The Transportation Department projects the rule could save 360 lives a year and prevent 24,000 injuries.
The Biden administration plans to require that all new cars and trucks come with pedestrian-collision avoidance systems that include automatic emergency braking technology by the end of the decade.
The tech works, but it sounds (to me) like they want to base what triggers it off of full vehicle sensors (ie, curb/reverse sensors), which would be an absolute clusterfuck with anywhere that has potholes. That shit goes off and beeps at me if it doesn't like a crack in the road, and would get people killed if it also slammed the brakes.
Meanwhile my ten year old Smart produces just one or two false alerts per year. It's a simple camera-based system, yet it works incredibly well. The lane departure warning works equally well. Both are so effective that I never want to drive a car without these systems again.
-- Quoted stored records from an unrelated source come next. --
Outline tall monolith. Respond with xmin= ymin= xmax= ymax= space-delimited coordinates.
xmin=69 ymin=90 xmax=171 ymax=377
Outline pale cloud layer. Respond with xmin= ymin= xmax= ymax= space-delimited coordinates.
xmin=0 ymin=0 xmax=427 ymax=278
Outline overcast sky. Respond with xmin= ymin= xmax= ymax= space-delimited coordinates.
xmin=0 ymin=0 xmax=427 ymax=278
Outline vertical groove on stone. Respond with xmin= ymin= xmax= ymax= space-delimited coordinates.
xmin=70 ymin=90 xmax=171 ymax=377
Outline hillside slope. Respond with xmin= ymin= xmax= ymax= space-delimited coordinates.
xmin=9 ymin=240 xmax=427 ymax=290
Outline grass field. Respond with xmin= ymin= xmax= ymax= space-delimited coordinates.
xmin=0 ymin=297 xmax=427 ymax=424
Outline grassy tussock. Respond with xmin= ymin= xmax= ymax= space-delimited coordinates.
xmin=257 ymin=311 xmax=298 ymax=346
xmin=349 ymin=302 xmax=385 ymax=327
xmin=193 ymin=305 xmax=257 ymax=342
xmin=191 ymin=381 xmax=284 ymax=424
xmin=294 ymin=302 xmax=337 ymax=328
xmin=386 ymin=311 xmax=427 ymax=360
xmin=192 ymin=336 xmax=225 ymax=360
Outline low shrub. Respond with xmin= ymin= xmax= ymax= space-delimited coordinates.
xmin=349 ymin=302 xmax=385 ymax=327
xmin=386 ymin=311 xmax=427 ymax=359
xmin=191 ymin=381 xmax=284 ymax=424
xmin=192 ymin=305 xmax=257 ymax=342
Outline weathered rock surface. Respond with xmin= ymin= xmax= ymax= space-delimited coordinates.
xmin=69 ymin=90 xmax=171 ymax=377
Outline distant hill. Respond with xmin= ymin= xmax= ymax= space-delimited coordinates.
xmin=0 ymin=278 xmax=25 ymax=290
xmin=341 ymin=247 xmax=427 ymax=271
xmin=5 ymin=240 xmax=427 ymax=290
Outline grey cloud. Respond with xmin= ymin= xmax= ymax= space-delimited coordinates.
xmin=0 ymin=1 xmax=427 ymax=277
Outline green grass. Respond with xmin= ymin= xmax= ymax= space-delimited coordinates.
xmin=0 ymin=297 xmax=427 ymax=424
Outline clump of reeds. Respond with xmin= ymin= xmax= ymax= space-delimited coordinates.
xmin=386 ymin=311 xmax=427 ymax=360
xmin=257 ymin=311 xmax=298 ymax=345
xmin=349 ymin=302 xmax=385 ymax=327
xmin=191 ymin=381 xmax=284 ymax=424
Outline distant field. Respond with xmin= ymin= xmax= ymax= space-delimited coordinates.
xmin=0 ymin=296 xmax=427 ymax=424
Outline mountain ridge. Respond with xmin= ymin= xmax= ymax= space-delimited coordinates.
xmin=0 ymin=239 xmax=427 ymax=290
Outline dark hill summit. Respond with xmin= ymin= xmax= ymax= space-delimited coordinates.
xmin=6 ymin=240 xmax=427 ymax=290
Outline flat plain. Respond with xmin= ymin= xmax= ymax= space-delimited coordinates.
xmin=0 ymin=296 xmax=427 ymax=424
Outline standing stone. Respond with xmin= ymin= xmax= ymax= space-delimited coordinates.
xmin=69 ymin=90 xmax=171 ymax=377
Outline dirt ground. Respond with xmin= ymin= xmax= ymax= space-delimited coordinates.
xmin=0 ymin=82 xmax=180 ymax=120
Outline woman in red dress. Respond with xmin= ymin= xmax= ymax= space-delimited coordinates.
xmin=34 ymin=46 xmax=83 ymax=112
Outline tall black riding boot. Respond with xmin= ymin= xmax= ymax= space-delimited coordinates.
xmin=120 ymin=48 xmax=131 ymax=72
I think you're driving too close to people. In my 2018 Outback I only get false positives when I'm WAYY too close for safety, or some fucking grandma is taking 10 years to turn and I'm barreling down the road at them.
And even then it's only alerts, I've only had 1 false braking in 5 years.
My 2017 Outback false brakes a couple times per year. It really doesn't handle steam well (there's an area I sometimes drive where steam often is being vented from the underground train area). It also has a little trouble with it when someone in front of me is turning really slowly, as you mentioned.